Hi John Jack Doe: Am 17.12.18 17:01 schrieb(en) JohnJackDoe tele2 de:
My /old/ machine is running Xubuntu 16.04 LTS. According to your instructions some time ago I build Balsa from GIT succesfully as follows:
[snip]
./configure --with-gpgme --with-gpg-app=/usr/bin/gpg2 --with-html-widget=webkit2 --with-spell-checker=gtkspell --with-rubrica=yes --with-libnotify --with-canberra --enable-smime --with-gtksourceview -- without-gnome --with-gcr=yes --with-compface
I see… this means that you *don't* have gss = Kerberos authentication enabled on this (old) box. The difference to the version from the Buster repo (on the new machine) is that it /has/ Kerberos authentication enabled. As the server offers '250-AUTH GSSAPI NTLM LOGIN', Kerberos authentication is tried first, and as it fails, you're lost. This is a bug I introduced a long time ago, actually. I created a patch 2½ hours ago, which /should/ fix this issue (see the message with subject “[Patch] SMTP, POP: fall back to auth w/ password if GSS failed”). So you have the following options: (1) get the latest git code, and build it with the options above, which disabled gss *or* (2) get the latest git code, and manually apply my patch from the message above *or* (3) wait until someone (Peter?) reviewed the patch and pushed it to git. With options (2) or (3), you may or may not enable gss, and authentication should always work for you. Or you wait for the Debian maintainer to build a new package after (3); no idea how fast they are.

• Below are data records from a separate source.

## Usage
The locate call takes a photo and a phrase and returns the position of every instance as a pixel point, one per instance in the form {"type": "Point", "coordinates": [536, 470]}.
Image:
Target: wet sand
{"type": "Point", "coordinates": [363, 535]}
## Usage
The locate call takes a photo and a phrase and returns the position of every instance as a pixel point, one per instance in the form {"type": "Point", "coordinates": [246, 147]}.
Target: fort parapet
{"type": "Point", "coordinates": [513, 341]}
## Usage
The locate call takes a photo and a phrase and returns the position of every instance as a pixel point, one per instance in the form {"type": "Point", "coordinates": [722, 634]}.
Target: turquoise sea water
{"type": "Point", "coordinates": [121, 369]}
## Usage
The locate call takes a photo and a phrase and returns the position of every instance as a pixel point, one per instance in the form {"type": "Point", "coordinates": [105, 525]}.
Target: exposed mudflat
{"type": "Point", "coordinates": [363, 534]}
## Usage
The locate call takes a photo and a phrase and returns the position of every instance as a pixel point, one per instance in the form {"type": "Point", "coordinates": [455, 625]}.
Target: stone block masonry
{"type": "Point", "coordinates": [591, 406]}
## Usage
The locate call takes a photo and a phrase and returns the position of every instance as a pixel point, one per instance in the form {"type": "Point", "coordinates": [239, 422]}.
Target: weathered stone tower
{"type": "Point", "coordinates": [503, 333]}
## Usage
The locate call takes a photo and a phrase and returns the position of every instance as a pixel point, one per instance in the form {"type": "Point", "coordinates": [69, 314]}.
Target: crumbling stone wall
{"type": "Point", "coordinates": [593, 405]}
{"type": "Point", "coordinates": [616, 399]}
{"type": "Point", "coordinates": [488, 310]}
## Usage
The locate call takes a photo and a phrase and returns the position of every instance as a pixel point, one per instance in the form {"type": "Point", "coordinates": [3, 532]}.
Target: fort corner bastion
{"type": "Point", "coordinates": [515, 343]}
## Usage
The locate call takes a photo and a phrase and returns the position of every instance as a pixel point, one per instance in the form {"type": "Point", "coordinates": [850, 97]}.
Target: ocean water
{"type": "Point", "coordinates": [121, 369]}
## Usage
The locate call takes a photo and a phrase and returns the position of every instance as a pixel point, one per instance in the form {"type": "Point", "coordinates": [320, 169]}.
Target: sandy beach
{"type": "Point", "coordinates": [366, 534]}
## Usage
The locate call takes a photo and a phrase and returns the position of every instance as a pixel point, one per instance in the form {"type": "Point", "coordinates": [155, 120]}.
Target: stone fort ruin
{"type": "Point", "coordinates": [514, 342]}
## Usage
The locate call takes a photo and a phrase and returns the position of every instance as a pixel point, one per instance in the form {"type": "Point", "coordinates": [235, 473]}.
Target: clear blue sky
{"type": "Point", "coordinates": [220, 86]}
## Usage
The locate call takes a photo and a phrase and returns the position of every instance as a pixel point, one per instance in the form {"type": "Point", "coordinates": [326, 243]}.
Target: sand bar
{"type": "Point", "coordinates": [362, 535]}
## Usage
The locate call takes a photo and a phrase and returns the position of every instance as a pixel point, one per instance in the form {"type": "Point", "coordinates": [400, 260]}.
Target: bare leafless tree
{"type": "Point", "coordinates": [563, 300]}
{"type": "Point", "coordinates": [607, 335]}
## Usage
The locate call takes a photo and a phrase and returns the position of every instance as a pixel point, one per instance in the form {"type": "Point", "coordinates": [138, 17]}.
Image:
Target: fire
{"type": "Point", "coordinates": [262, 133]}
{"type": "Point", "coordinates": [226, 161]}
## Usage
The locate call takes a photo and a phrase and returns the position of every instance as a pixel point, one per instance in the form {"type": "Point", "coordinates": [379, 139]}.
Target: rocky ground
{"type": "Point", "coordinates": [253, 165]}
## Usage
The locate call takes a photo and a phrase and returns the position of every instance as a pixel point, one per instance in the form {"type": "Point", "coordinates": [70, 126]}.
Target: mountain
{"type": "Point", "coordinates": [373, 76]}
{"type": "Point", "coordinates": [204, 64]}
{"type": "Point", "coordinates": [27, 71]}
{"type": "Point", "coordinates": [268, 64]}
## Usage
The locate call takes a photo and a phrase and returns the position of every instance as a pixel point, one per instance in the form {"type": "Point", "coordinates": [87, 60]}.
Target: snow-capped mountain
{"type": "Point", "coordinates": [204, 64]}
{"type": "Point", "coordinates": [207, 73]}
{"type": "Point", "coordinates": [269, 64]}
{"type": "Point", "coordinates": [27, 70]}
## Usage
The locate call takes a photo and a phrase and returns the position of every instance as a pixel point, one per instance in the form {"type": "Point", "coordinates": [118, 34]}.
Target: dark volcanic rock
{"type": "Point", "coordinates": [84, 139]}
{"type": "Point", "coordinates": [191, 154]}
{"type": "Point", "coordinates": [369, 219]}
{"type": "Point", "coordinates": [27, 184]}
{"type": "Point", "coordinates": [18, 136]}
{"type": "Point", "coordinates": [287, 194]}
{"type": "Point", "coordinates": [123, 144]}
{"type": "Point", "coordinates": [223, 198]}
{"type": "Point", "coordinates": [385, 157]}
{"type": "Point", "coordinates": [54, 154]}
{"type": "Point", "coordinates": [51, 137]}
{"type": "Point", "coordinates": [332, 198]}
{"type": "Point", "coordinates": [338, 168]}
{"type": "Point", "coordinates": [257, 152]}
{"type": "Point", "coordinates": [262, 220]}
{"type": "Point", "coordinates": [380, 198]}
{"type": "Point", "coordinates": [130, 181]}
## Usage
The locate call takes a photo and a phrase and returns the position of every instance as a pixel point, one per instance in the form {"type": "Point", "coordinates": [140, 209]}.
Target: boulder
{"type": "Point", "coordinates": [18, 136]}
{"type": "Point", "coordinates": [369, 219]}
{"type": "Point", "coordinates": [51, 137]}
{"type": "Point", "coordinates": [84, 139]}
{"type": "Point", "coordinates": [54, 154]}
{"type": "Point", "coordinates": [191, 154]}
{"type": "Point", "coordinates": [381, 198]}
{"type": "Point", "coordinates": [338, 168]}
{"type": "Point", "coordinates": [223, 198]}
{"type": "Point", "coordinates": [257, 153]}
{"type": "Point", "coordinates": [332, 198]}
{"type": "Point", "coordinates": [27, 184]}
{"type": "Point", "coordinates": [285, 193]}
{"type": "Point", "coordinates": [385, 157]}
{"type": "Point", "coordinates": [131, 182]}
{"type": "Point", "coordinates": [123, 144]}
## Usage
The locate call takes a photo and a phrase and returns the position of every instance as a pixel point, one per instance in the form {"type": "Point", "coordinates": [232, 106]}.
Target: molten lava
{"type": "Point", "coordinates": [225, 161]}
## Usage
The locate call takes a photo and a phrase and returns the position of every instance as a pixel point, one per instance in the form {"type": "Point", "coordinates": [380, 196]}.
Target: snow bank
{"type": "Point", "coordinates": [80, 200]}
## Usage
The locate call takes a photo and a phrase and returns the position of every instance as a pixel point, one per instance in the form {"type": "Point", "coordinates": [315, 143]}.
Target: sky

I don't want to sound cheeky but the /old/ GIT version was running perfectly. So I assume that the code was and still is OK.
See above, the difference is that the code on the old box doesn't try to use Kerberos, whilst the pre-built one on the new does (and fails).
My /new/ machine is running Debian Stretch. I installed the package 2.5.6-1 from the Buster reposotory. I have no idea what compiler optins were used by the maintainer.
The error regarding the GSS security context indicates that they enabled GSS authentication.
I use Balsa, beside POP which is working, with an IMAP account at a Microsoft server. To the IMAP account I authenticate with username and password over SSL. To the SMTP account I authenticate with username only over TLS.
IMAP uses a different implementation, which already tries *all* possible auth methods, starting with GSS (which will fail), and then any other method advertised by the server. The (now fixed) approach for SMTP and POP is more efficient. Thanks a lot for pointing me to this bug, btw! Hope this helps, Albrecht.